Jesus perfectly fulfilled the law, and because I believe in Jesus, I have gained the righteous standard of the law, not by keeping it, but because Christ lives in me. He is my righteousness. Not only that, because of Him, I am able to walk according to the Spirit.

This is so amazing that I need to restate it. The law of God has an odd effect on people, on me too. It seems to irritate and provoke my sinful nature into rebellion, just like many people step on the gas when they see speed limit signs. This is what it means to be weak in the flesh. My sinful nature is corrupt, and that tendency to want my own way is too strong to be influenced by mere commands, even by threats.

The amazing thing about Jesus coming is that He came only in the likeness of my sinful condition. He took my nature just as it is, compassed with infirmities and having nothing to distinguish Him as a human being from me or any other human being. What a delight to think that sin isn’t even a property of pure humanity. Jesus was perfectly human except that He was without sin. I don’t need sin to be human, and I cannot say “I’m only human” as an excuse.

To be restored to being “perfectly human” took an act of God who alone can remove sin. The law cannot do it; it only aggravates my sinfulness and shows me how deeply sinful I am. I’m also aware that sin is not from God and not what He originally intended in creating human beings.

God’s solution to my sinfulness is not excuses but substitution. Jesus died in my place for my sin, yet He also lives in my heart to attain the righteousness of the Law for me.

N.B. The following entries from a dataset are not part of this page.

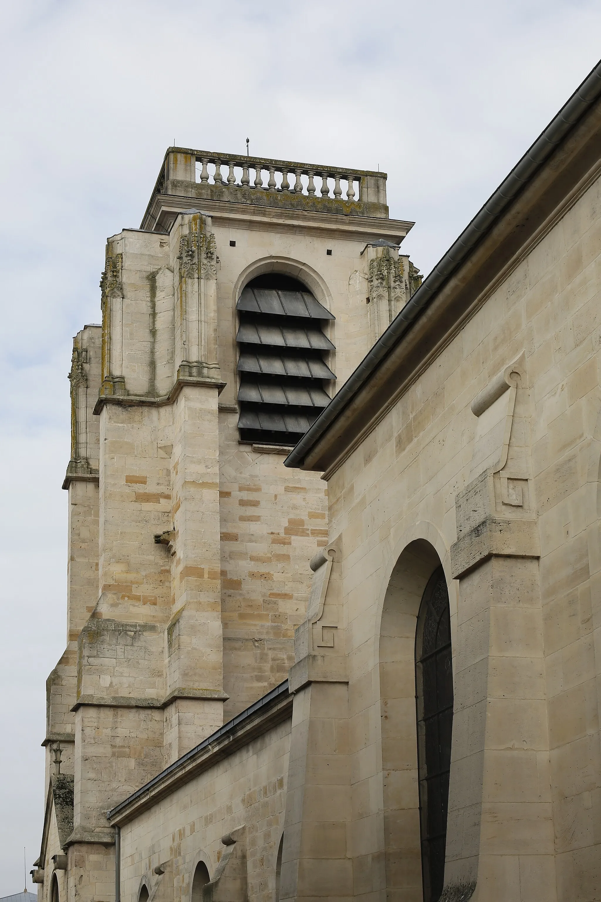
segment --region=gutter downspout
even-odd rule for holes
[[[121,827],[114,828],[114,902],[121,902]]]
[[[587,76],[569,100],[561,107],[544,132],[536,139],[509,175],[477,213],[468,227],[436,263],[430,275],[417,289],[413,298],[393,319],[351,374],[340,391],[307,429],[296,447],[284,461],[285,466],[302,466],[305,456],[327,431],[331,424],[351,402],[364,381],[376,370],[393,347],[400,341],[412,324],[429,305],[436,292],[459,269],[477,244],[492,229],[501,214],[531,181],[543,162],[551,156],[573,126],[592,106],[601,94],[601,62]]]

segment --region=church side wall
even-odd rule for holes
[[[137,902],[142,880],[159,879],[166,902],[190,902],[196,863],[211,877],[225,851],[221,838],[246,826],[248,892],[273,902],[284,826],[291,721],[249,742],[174,790],[121,830],[122,898]],[[153,869],[167,865],[162,877]]]
[[[327,488],[319,474],[287,470],[286,453],[241,444],[235,310],[254,275],[274,270],[304,281],[335,316],[330,365],[340,387],[370,346],[363,241],[214,222],[219,268],[220,508],[223,689],[227,720],[286,678],[294,663],[294,630],[310,589],[307,562],[327,544]],[[235,241],[235,247],[230,246]],[[332,250],[332,255],[326,250]]]
[[[477,628],[476,621],[469,623],[470,605],[474,599],[478,603],[491,599],[486,602],[492,630],[487,634],[488,658],[482,661],[496,663],[486,676],[482,811],[470,865],[476,861],[479,881],[474,900],[597,897],[600,207],[597,181],[329,479],[330,535],[342,537],[353,762],[349,854],[355,861],[356,897],[383,894],[384,887],[401,879],[388,870],[392,864],[382,855],[385,848],[402,851],[419,844],[414,818],[403,820],[414,803],[414,783],[400,781],[387,790],[396,794],[398,816],[392,825],[383,817],[387,775],[380,717],[397,717],[401,732],[414,730],[412,669],[404,670],[399,662],[398,679],[409,681],[409,701],[396,703],[388,713],[380,707],[378,674],[387,586],[399,555],[416,538],[435,549],[447,574],[456,698],[463,691],[458,674],[465,686],[465,668],[472,667],[470,655],[478,645],[470,639]],[[496,565],[485,566],[481,579],[462,581],[460,595],[450,549],[457,539],[456,497],[472,478],[478,420],[469,405],[522,352],[529,388],[522,395],[518,390],[518,400],[532,405],[532,472],[525,482],[533,492],[529,516],[538,523],[540,563],[533,572],[530,565],[521,566],[519,576],[517,564],[511,565],[511,574],[499,570],[498,576]],[[498,560],[509,566],[512,558]],[[510,658],[516,661],[513,671]],[[455,762],[478,733],[460,713],[456,707]],[[451,801],[453,795],[468,797],[477,778],[473,769],[453,776],[452,767]],[[458,779],[465,782],[458,785]],[[467,854],[467,846],[457,851],[455,841],[459,835],[460,846],[469,845],[467,821],[463,826],[454,824],[448,868],[450,858],[459,861]],[[419,893],[419,875],[412,879]]]

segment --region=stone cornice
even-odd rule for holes
[[[223,689],[187,688],[178,686],[164,698],[147,698],[141,695],[80,695],[71,711],[81,707],[99,708],[166,708],[178,698],[205,698],[227,702],[229,695]]]
[[[270,207],[249,207],[205,198],[158,194],[149,207],[149,215],[157,221],[162,212],[173,214],[196,210],[202,207],[211,216],[214,226],[238,227],[245,231],[292,233],[295,235],[321,235],[347,241],[369,242],[374,237],[387,238],[398,244],[414,225],[405,219],[387,219],[378,216],[345,216],[331,213],[278,209]],[[149,231],[148,229],[123,229],[123,232]],[[161,235],[164,233],[152,233]]]
[[[227,382],[223,382],[219,379],[178,376],[168,394],[159,395],[155,398],[150,398],[148,395],[133,394],[100,395],[94,406],[93,412],[97,417],[105,404],[121,404],[122,407],[165,407],[167,404],[172,404],[182,389],[189,385],[214,388],[217,389],[217,393],[221,394]]]
[[[292,704],[286,680],[108,811],[107,820],[114,825],[127,824],[178,787],[291,718]]]

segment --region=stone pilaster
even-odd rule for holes
[[[186,386],[174,403],[173,613],[166,631],[166,759],[223,723],[223,635],[216,385]]]
[[[474,900],[551,902],[540,543],[524,357],[471,409],[473,478],[456,499],[451,550],[460,591],[442,899],[462,888]]]
[[[295,692],[280,899],[351,898],[349,686],[340,541],[311,561],[307,616],[295,634]]]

As Chinese Christian Watchman Nee once said, “The Lawgiver on the throne has become the Lawkeeper in my heart.”

Walking in the Spirit is about the bent of one’s life, whether I’m moving in the direction of godliness or the other way. The flesh would have me in continual rebellion, but the Spirit can move me toward God in obedience.

Before Christ came into my life, sin was ever present and I had no choice. Now I do, and as I concluded once already this week, when I sin, I have no excuses.